Foi então que Oroonoko, ainda consternado, foi proclamado general, em substituição ao herói morto. Terminada a guerra, que ainda continuara por dois anos, o príncipe foi para a corte, onde apenas passara  um mês, ao todo, dos cinco aos dezessete anos. Era, porém, difícil imaginar onde poderia ele ter adquirido tanta ciência humana; ou então, para que seus méritos recebam um nome mais justo, onde teria ele adquirido tanta grandeza de alma, tantas noções da mais lídima honradez, da mais absoluta generosidade e toda aquela suavidade. Era capaz da mais elevada paixão, muito embora seu objetivo único fossem as batalhas, onde via homens despedaçados e mortos e onde não ouvia outros sons que não fossem os gritos de guerra e os gemidos dos feridos e dos agonizantes. Tal nobreza de formação deve ser parcialmente atribuída à dedicação de um francês de grande inteligência e erudição o qual, vendo vantagens na tarefa de instruir este jovem príncipe negro e percebendo sua prontidão, sua capacidade e sua facilidade em aprender, ensinava-lhe com grande prazer a moral, as línguas e as ciências, o que tornava tal mestre amado e valorizado. Por outro lado, o príncipe, ao retornar das guerras, apreciava demais o contato com os comerciantes ingleses que aportavam a seu país e com os quais aprendeu a língua inglesa. Posteriormente, ao negociar escravos com os espanhóis, aprendeu-lhes também a língua.
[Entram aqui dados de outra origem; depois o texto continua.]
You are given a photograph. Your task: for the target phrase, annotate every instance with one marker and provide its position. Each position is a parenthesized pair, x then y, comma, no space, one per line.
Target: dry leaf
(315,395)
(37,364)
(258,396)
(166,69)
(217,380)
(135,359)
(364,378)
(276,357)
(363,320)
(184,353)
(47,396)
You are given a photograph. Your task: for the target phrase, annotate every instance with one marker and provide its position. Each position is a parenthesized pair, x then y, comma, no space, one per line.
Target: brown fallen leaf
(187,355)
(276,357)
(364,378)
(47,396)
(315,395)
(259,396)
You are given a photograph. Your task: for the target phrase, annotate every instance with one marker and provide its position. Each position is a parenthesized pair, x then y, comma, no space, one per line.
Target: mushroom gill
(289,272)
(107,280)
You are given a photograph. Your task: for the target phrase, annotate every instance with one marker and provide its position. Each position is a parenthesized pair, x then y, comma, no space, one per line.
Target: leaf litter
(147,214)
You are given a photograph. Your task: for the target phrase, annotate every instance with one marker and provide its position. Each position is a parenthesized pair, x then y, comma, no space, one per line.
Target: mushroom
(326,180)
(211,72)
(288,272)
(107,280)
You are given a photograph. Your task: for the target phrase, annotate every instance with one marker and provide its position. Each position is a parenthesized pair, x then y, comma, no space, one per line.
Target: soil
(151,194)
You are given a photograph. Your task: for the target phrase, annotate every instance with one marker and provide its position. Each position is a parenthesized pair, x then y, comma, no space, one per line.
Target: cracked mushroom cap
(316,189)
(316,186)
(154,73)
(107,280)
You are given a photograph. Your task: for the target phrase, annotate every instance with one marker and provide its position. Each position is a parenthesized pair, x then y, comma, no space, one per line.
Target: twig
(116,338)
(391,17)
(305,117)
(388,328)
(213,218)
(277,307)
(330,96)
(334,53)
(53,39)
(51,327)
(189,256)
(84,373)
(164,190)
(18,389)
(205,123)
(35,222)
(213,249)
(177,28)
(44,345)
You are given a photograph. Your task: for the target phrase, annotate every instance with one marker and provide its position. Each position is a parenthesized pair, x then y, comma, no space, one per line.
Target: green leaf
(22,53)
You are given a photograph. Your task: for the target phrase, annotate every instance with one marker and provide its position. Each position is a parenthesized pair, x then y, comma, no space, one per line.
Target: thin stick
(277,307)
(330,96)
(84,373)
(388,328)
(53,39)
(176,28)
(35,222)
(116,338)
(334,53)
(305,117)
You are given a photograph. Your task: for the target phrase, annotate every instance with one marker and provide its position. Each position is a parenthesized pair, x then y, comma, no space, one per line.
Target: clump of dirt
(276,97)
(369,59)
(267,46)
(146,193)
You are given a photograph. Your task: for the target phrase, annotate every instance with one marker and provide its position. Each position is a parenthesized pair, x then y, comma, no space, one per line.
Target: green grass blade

Eu freqüentemente conversava com este grande homem ou o via, depois que chegou a nossas terras, tendo mesmo testemunhado muitas de suas demonstrações de poder. Posso assegurar a meu leitor que as mais ilustradas artes deste mundo teriam sido impotentes para produzir um homem de tal estatura, não só pelo elevado grau de sua coragem e pela grandeza de sua alma, mas também pela solidez de seus julgamentos, pela rapidez de seus raciocínios, pela doçura e pelo prazer de sua conversação. Seu amplo conhecimento de tudo dava a impressão de que era muito lido. Tinha ouvido falar dos romanos e os admirava; tinha ouvido falar das recentes guerras civis na Inglaterra e da morte deplorável de nosso monarca, sobre a qual discursava com grande erudição, declarando-a uma injustiça abominável. Sua fisionomia era cheia de graça e de bondade, espelhando toda a dignidade de um homem de estatura moral e de incomum educação. Nada havia de bárbaro em sua natureza; pelo contrário, portava-se em tudo como se tivesse sido educado em alguma corte européia.

Tal demonstração de grandeza e de integridade de caráter provocou em mim grande curiosidade e desejo de conhecê-lo, especialmente depois que fiquei sabendo que ele falava francês e inglês e que eu poderia me comunicar com ele.

Embora eu já tivesse ouvido falar tanto de suas qualidades, foi grande minha surpresa quando o vi, pois descobri que a realidade superava de tal forma o retrato que dele se fazia que tive a impressão que nunca tinha ouvido falar de sua pessoa.